No presente momento, a Bélgica esta se adequando ao esforço de padronização do sistema de ensino na Europa, e seus ciclos de estudo se tornam mais parecidos com os franceses, existindo agora o chamado 'bacalauréat'.

De toda forma, o acesso à universidade continua livre, não havendo seleção alguma, a não ser o diploma de ensino médio, que é exigido.

Na realidade brasileira, sabemos que esse sistema não poderia ser aplicado tal qual, porque a universidade não tem meios de acolher todos os alunos do secundário.

Por isso também foi instituído o sistema de quotas, sistema discutível, mas que pelo menos tenta, de forma emergencial, dar acesso à universidade às camadas da população normalmente excluídas do ensino superior.

Substituir o vestibular pelo Enem parece uma alternativa tentadora. Mas isso coloca também um problema, que não existia antes. Antes, se alguém não era aprovado no exame vestibular, ele podia se meter nos estudos por mais um ano, e tentar novamente.

Se o vestibular for substituído pelo Enem, ficaria o aluno excluído definitivamente da possibilidade de fazer um curso superior?

Essa questão precisa ser tomada em consideração. Se o jovem adulto ainda é capaz de aprendizado, porque deveria ele ser excluído da possibilidade de, com seu trabalho, aceder aos estudos superiores?

Tive ao menos dois exemplos concretos em minha vida:

Um professor de curso de preparação para vestibular costumava contar de suas origens humildes. Ele estudou em escola publica de baixo nível de ensino, e conseguiu superar seu despreparo através de seu esforço pessoal. Estudou tanto naquela época, que na rua, às vezes, cansado, dava de cara com o poste, que não havia visto.

Outro exemplo é o de minha irmã. Ela fez seu curso secundário em uma escola publica de bom nível de ensino. No entanto, não foi aprovada no concorrido vestibular de medicina na UFMG, e não conseguiu entrar por algo como meio ponto a menos que o ultimo colocado.

Fez cursinho por mais um ano, e foi aprovada no vestibular. Ela é médica sanitarista e homeopata, trabalha há muitos anos para a municipalidade de Santos.

Assim, sem diminuir o avanço que significaria a proposta de substituir o vestibular pelo Enem, é importante pensar mecanismos - ou mesmo toda outra dinâmica - para que o acesso à universidade se abra a uma parcela maior da população.

Outra questão, controversa, é a necessidade de mais diplomados em nível superior. Em que número e em que áreas são necessários?

Volto à comparação com a Bélgica. Naquele país, forma-se um número muito maior de diplomados de nível superior do que a realidade profissional poderia absorver.

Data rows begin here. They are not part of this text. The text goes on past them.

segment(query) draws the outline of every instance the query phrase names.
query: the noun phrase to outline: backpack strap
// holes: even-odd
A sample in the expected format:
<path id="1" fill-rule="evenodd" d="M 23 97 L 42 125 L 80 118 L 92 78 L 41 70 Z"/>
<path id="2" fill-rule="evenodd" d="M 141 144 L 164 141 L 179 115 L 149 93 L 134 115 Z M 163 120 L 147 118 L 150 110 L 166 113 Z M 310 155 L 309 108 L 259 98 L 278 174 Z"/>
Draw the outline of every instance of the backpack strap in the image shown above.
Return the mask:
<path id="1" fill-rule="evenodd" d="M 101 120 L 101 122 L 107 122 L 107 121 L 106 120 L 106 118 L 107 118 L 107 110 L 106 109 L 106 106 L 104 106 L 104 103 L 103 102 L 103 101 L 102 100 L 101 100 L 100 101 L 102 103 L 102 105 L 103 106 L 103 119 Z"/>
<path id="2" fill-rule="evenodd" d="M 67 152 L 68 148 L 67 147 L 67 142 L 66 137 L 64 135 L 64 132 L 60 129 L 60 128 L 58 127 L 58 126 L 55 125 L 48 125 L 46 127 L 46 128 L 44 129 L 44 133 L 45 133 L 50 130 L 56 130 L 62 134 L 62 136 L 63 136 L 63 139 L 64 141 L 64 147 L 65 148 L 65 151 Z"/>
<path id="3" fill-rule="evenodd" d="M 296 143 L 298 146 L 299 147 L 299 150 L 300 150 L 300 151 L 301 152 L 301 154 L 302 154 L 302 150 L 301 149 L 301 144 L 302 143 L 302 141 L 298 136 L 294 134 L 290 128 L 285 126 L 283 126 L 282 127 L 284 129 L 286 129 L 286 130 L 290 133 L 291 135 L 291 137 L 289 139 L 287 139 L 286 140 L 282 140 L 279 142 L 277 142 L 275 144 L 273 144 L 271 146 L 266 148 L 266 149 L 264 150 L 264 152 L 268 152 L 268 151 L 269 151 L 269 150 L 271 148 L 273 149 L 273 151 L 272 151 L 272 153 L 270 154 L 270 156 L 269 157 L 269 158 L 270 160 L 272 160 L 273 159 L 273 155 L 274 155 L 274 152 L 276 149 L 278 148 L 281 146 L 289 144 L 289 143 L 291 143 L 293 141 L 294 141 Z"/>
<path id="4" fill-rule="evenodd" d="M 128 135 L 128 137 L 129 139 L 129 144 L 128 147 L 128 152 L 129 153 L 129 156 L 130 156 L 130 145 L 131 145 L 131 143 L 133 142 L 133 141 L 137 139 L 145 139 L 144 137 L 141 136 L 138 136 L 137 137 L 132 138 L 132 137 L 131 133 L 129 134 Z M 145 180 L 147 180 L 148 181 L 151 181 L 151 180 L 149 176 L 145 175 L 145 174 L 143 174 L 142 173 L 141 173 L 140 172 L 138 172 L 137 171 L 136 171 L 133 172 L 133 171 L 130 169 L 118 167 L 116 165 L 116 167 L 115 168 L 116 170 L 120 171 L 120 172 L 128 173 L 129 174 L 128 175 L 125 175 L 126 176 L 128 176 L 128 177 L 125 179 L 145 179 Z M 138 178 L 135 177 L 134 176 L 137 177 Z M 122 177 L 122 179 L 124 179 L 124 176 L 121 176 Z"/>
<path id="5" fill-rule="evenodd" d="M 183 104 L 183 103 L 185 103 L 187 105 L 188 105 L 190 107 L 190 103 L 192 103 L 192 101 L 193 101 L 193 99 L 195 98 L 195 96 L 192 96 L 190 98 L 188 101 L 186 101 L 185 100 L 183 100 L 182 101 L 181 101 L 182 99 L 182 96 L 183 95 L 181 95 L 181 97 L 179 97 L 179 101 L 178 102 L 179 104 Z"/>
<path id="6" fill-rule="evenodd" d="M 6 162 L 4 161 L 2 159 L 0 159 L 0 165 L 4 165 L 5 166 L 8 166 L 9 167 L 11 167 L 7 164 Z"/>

Existe, paradoxalmente, uma falta de técnicos, que encontram emprego muito mais facilmente do que diplomados em nível superior.

Valeria planejar a educação para cada região brasileira segundo as possibilidades de inserção profissional condicionadas pelas necessidades, estimadas para o futuro, a médio e longo prazo.

Até agora, o foco esta sendo dado à remediação de uma situação de injustiça social que se reflete nas condições de acesso aos estudos superiores.

No entanto, seria importante pensarem-se também as necessidades de uma formação técnica de qualidade, que constituiria também um meio de inserção profissional e de promoção social.